Vigils and rallies were held in cities across Russia and in many world capitals to honour Russian opposition leader Alexey Navalny who died in a remote Arctic penal colony.
On Saturday, the OVD-Info protest monitoring group said more than 170 people were detained across Russia at memorials to pay their respects to and grieve for the 47-year-old politician who was a prominent opponent of President Vladimir Putin.
The federal prison service said that Navalny fell unconscious and died on Friday after a walk in the “Polar Wolf” penal colony where he was serving a 19-year sentence, prompting an outpouring of grief and shock among his supporters across the world and condemnation from world leaders.
In the capital, Moscow, hundreds of flowers and candles laid for Navalny were mostly taken away overnight in black bags.
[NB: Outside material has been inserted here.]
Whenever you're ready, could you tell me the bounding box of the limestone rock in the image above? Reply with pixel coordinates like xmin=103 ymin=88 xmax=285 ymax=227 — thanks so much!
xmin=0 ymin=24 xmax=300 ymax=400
Videos and photos shared on Russian social media also showed flowers being cleared from monuments to victims of Soviet-era repression across the country.
Protests are illegal in Russia under strict anti-dissent laws, and the authorities have clamped down particularly harshly on rallies in support of Navalny.
Around the world, leaders said the Russian government was solely responsible for this death. In capitals from Tbilisi, Georgia, and Berlin, Germany, to Washington, DC, and London, vigils were held in Navalny’s memory, along with protests in front of Russian embassies.